Semiconductor spin qubits based on spin–orbit states are responsive to electric field excitations, allowing for practical, fast and potentially scalable qubit control. Spin electric susceptibility, however, renders these qubits generally vulnerable to electrical noise, which limits their coherence time. Here we report on a spin–orbit qubit consisting of a single hole electrostatically confined in a natural silicon metal-oxide-semiconductor device. By varying the magnetic field orientation, we reveal the existence of operation sweet spots where the impact of charge noise is minimized while preserving an efficient electric-dipole spin control. We correspondingly observe an extension of the Hahn-echo coherence time up to 88 μs, exceeding by an order of magnitude existing values reported for hole spin qubits, and approaching the state-of-the-art for electron spin qubits with synthetic spin–orbit coupling in isotopically purified silicon. Our finding enhances the prospects of silicon-based hole spin qubits for scalable quantum information processing.

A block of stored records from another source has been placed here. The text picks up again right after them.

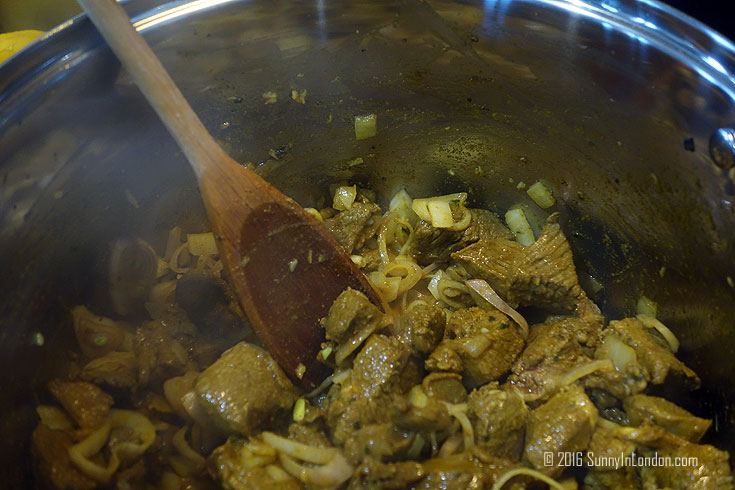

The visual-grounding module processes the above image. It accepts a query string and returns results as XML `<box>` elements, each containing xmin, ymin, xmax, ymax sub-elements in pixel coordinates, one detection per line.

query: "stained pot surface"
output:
<box><xmin>0</xmin><ymin>0</ymin><xmax>735</xmax><ymax>488</ymax></box>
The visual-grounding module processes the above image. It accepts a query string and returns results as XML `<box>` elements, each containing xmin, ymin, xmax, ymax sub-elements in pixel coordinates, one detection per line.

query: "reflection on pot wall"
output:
<box><xmin>0</xmin><ymin>0</ymin><xmax>735</xmax><ymax>486</ymax></box>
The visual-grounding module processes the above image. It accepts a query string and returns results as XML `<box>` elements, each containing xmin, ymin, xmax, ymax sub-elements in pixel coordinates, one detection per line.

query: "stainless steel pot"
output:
<box><xmin>0</xmin><ymin>0</ymin><xmax>735</xmax><ymax>488</ymax></box>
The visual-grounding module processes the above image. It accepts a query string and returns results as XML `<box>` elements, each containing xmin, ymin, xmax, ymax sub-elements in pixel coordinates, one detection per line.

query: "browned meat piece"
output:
<box><xmin>393</xmin><ymin>394</ymin><xmax>452</xmax><ymax>433</ymax></box>
<box><xmin>583</xmin><ymin>329</ymin><xmax>649</xmax><ymax>400</ymax></box>
<box><xmin>467</xmin><ymin>383</ymin><xmax>528</xmax><ymax>461</ymax></box>
<box><xmin>452</xmin><ymin>215</ymin><xmax>586</xmax><ymax>312</ymax></box>
<box><xmin>352</xmin><ymin>334</ymin><xmax>421</xmax><ymax>397</ymax></box>
<box><xmin>195</xmin><ymin>343</ymin><xmax>296</xmax><ymax>435</ymax></box>
<box><xmin>32</xmin><ymin>424</ymin><xmax>97</xmax><ymax>490</ymax></box>
<box><xmin>411</xmin><ymin>209</ymin><xmax>513</xmax><ymax>265</ymax></box>
<box><xmin>545</xmin><ymin>298</ymin><xmax>605</xmax><ymax>347</ymax></box>
<box><xmin>394</xmin><ymin>303</ymin><xmax>446</xmax><ymax>355</ymax></box>
<box><xmin>71</xmin><ymin>306</ymin><xmax>133</xmax><ymax>359</ymax></box>
<box><xmin>523</xmin><ymin>385</ymin><xmax>597</xmax><ymax>476</ymax></box>
<box><xmin>133</xmin><ymin>320</ymin><xmax>191</xmax><ymax>386</ymax></box>
<box><xmin>79</xmin><ymin>352</ymin><xmax>138</xmax><ymax>389</ymax></box>
<box><xmin>208</xmin><ymin>438</ymin><xmax>304</xmax><ymax>490</ymax></box>
<box><xmin>324</xmin><ymin>202</ymin><xmax>380</xmax><ymax>253</ymax></box>
<box><xmin>508</xmin><ymin>322</ymin><xmax>592</xmax><ymax>401</ymax></box>
<box><xmin>623</xmin><ymin>395</ymin><xmax>712</xmax><ymax>442</ymax></box>
<box><xmin>421</xmin><ymin>373</ymin><xmax>467</xmax><ymax>404</ymax></box>
<box><xmin>426</xmin><ymin>307</ymin><xmax>524</xmax><ymax>388</ymax></box>
<box><xmin>640</xmin><ymin>444</ymin><xmax>734</xmax><ymax>490</ymax></box>
<box><xmin>582</xmin><ymin>467</ymin><xmax>640</xmax><ymax>490</ymax></box>
<box><xmin>322</xmin><ymin>288</ymin><xmax>388</xmax><ymax>366</ymax></box>
<box><xmin>585</xmin><ymin>424</ymin><xmax>636</xmax><ymax>471</ymax></box>
<box><xmin>347</xmin><ymin>457</ymin><xmax>424</xmax><ymax>490</ymax></box>
<box><xmin>344</xmin><ymin>422</ymin><xmax>414</xmax><ymax>465</ymax></box>
<box><xmin>327</xmin><ymin>334</ymin><xmax>420</xmax><ymax>445</ymax></box>
<box><xmin>48</xmin><ymin>379</ymin><xmax>114</xmax><ymax>429</ymax></box>
<box><xmin>606</xmin><ymin>318</ymin><xmax>700</xmax><ymax>388</ymax></box>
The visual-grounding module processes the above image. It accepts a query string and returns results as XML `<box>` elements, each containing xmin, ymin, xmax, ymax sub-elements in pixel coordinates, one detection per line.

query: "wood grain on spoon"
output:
<box><xmin>78</xmin><ymin>0</ymin><xmax>380</xmax><ymax>389</ymax></box>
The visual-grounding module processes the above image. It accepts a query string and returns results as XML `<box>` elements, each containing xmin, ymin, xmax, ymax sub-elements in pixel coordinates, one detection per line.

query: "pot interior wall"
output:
<box><xmin>0</xmin><ymin>0</ymin><xmax>735</xmax><ymax>488</ymax></box>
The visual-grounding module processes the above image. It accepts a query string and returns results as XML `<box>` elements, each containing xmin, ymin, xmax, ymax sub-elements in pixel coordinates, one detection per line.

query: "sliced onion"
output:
<box><xmin>636</xmin><ymin>315</ymin><xmax>679</xmax><ymax>354</ymax></box>
<box><xmin>491</xmin><ymin>468</ymin><xmax>568</xmax><ymax>490</ymax></box>
<box><xmin>465</xmin><ymin>279</ymin><xmax>528</xmax><ymax>339</ymax></box>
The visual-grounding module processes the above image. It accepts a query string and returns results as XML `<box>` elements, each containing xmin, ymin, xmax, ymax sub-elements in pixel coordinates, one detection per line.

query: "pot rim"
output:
<box><xmin>0</xmin><ymin>0</ymin><xmax>735</xmax><ymax>124</ymax></box>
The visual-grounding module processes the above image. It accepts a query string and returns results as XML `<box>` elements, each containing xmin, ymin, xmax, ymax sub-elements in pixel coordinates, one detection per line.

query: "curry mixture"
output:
<box><xmin>32</xmin><ymin>186</ymin><xmax>733</xmax><ymax>490</ymax></box>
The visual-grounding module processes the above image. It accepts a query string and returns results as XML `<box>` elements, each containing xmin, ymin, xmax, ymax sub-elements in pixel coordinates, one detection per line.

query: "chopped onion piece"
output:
<box><xmin>186</xmin><ymin>231</ymin><xmax>219</xmax><ymax>255</ymax></box>
<box><xmin>595</xmin><ymin>335</ymin><xmax>638</xmax><ymax>371</ymax></box>
<box><xmin>465</xmin><ymin>279</ymin><xmax>528</xmax><ymax>339</ymax></box>
<box><xmin>411</xmin><ymin>192</ymin><xmax>472</xmax><ymax>231</ymax></box>
<box><xmin>505</xmin><ymin>208</ymin><xmax>536</xmax><ymax>246</ymax></box>
<box><xmin>332</xmin><ymin>185</ymin><xmax>357</xmax><ymax>211</ymax></box>
<box><xmin>293</xmin><ymin>398</ymin><xmax>306</xmax><ymax>422</ymax></box>
<box><xmin>367</xmin><ymin>271</ymin><xmax>401</xmax><ymax>303</ymax></box>
<box><xmin>635</xmin><ymin>315</ymin><xmax>679</xmax><ymax>354</ymax></box>
<box><xmin>635</xmin><ymin>296</ymin><xmax>658</xmax><ymax>318</ymax></box>
<box><xmin>304</xmin><ymin>208</ymin><xmax>324</xmax><ymax>221</ymax></box>
<box><xmin>526</xmin><ymin>181</ymin><xmax>556</xmax><ymax>209</ymax></box>
<box><xmin>261</xmin><ymin>431</ymin><xmax>339</xmax><ymax>464</ymax></box>
<box><xmin>388</xmin><ymin>189</ymin><xmax>418</xmax><ymax>225</ymax></box>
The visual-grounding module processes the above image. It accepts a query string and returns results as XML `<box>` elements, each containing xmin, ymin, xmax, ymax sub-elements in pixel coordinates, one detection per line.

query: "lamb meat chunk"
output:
<box><xmin>31</xmin><ymin>424</ymin><xmax>97</xmax><ymax>490</ymax></box>
<box><xmin>322</xmin><ymin>288</ymin><xmax>387</xmax><ymax>366</ymax></box>
<box><xmin>195</xmin><ymin>343</ymin><xmax>296</xmax><ymax>435</ymax></box>
<box><xmin>327</xmin><ymin>334</ymin><xmax>421</xmax><ymax>445</ymax></box>
<box><xmin>583</xmin><ymin>329</ymin><xmax>650</xmax><ymax>400</ymax></box>
<box><xmin>640</xmin><ymin>444</ymin><xmax>735</xmax><ymax>490</ymax></box>
<box><xmin>587</xmin><ymin>424</ymin><xmax>636</xmax><ymax>471</ymax></box>
<box><xmin>393</xmin><ymin>394</ymin><xmax>452</xmax><ymax>433</ymax></box>
<box><xmin>207</xmin><ymin>438</ymin><xmax>304</xmax><ymax>490</ymax></box>
<box><xmin>326</xmin><ymin>385</ymin><xmax>394</xmax><ymax>446</ymax></box>
<box><xmin>606</xmin><ymin>318</ymin><xmax>700</xmax><ymax>388</ymax></box>
<box><xmin>523</xmin><ymin>385</ymin><xmax>598</xmax><ymax>477</ymax></box>
<box><xmin>452</xmin><ymin>215</ymin><xmax>586</xmax><ymax>312</ymax></box>
<box><xmin>411</xmin><ymin>209</ymin><xmax>513</xmax><ymax>265</ymax></box>
<box><xmin>48</xmin><ymin>379</ymin><xmax>114</xmax><ymax>429</ymax></box>
<box><xmin>79</xmin><ymin>352</ymin><xmax>138</xmax><ymax>389</ymax></box>
<box><xmin>544</xmin><ymin>298</ymin><xmax>605</xmax><ymax>347</ymax></box>
<box><xmin>426</xmin><ymin>307</ymin><xmax>524</xmax><ymax>388</ymax></box>
<box><xmin>344</xmin><ymin>422</ymin><xmax>415</xmax><ymax>465</ymax></box>
<box><xmin>508</xmin><ymin>322</ymin><xmax>592</xmax><ymax>402</ymax></box>
<box><xmin>324</xmin><ymin>202</ymin><xmax>380</xmax><ymax>254</ymax></box>
<box><xmin>394</xmin><ymin>303</ymin><xmax>447</xmax><ymax>355</ymax></box>
<box><xmin>582</xmin><ymin>467</ymin><xmax>640</xmax><ymax>490</ymax></box>
<box><xmin>467</xmin><ymin>383</ymin><xmax>528</xmax><ymax>461</ymax></box>
<box><xmin>623</xmin><ymin>395</ymin><xmax>712</xmax><ymax>442</ymax></box>
<box><xmin>347</xmin><ymin>456</ymin><xmax>424</xmax><ymax>490</ymax></box>
<box><xmin>352</xmin><ymin>334</ymin><xmax>421</xmax><ymax>397</ymax></box>
<box><xmin>421</xmin><ymin>372</ymin><xmax>467</xmax><ymax>404</ymax></box>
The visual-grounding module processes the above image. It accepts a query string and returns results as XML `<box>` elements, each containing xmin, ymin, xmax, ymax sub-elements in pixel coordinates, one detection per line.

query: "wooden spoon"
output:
<box><xmin>78</xmin><ymin>0</ymin><xmax>381</xmax><ymax>389</ymax></box>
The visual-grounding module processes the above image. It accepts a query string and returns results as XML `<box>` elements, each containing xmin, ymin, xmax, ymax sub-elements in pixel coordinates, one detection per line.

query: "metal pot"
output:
<box><xmin>0</xmin><ymin>0</ymin><xmax>735</xmax><ymax>488</ymax></box>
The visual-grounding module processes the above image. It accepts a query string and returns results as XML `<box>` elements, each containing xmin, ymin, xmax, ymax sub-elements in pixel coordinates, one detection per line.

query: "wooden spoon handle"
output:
<box><xmin>77</xmin><ymin>0</ymin><xmax>224</xmax><ymax>180</ymax></box>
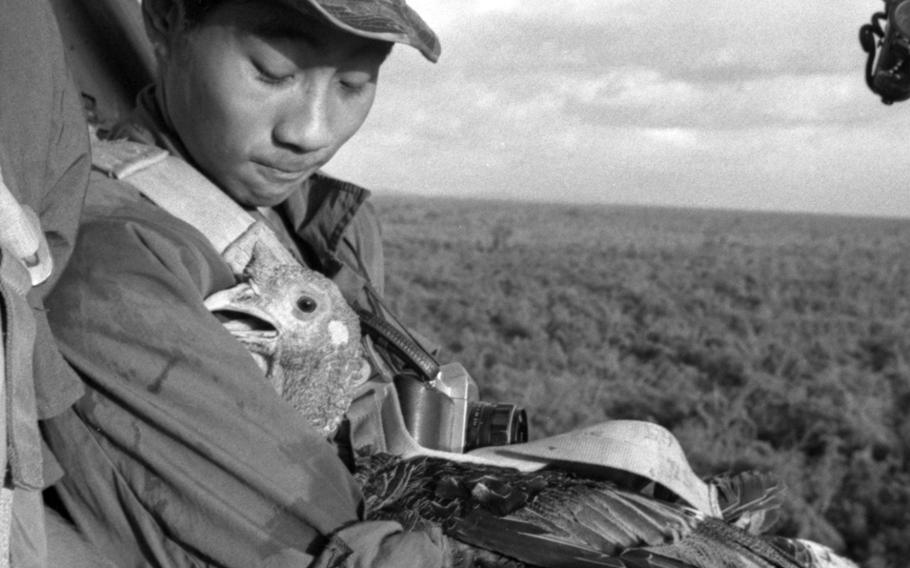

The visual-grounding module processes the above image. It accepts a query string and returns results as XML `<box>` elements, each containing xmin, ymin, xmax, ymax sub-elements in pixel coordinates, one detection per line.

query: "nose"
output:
<box><xmin>273</xmin><ymin>83</ymin><xmax>332</xmax><ymax>153</ymax></box>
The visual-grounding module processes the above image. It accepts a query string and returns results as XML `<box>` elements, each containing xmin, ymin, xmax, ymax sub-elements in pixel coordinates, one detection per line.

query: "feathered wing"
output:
<box><xmin>357</xmin><ymin>454</ymin><xmax>801</xmax><ymax>568</ymax></box>
<box><xmin>708</xmin><ymin>471</ymin><xmax>784</xmax><ymax>534</ymax></box>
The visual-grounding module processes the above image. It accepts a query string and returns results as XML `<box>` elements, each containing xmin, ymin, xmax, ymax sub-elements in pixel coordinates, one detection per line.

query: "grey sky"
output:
<box><xmin>328</xmin><ymin>0</ymin><xmax>910</xmax><ymax>217</ymax></box>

基于自旋轨道状态的半导体自旋量子位可响应电场激发，从而实现实用、快速且潜在可扩展的量子位控制。然而，自旋电敏感性使得这些量子位通常容易受到电噪声的影响，从而限制了它们的相干时间。在这里，我们报告了一种自旋轨道量子位，该量子位由静电限制在天然硅金属氧化物半导体器件中的单孔组成。通过改变磁场方向，我们揭示了工作最佳点的存在，其中电荷噪声的影响最小化，同时保持有效的电偶极子自旋控制。我们相应地观察到哈恩回波相干时间延长至 88 μs，超出空穴自旋量子位现有值的一个数量级，并接近具有合成自旋轨道的电子自旋量子位的最新技术同位素纯化硅中的耦合。我们的发现增强了硅基空穴自旋量子位用于可扩展量子信息处理的前景。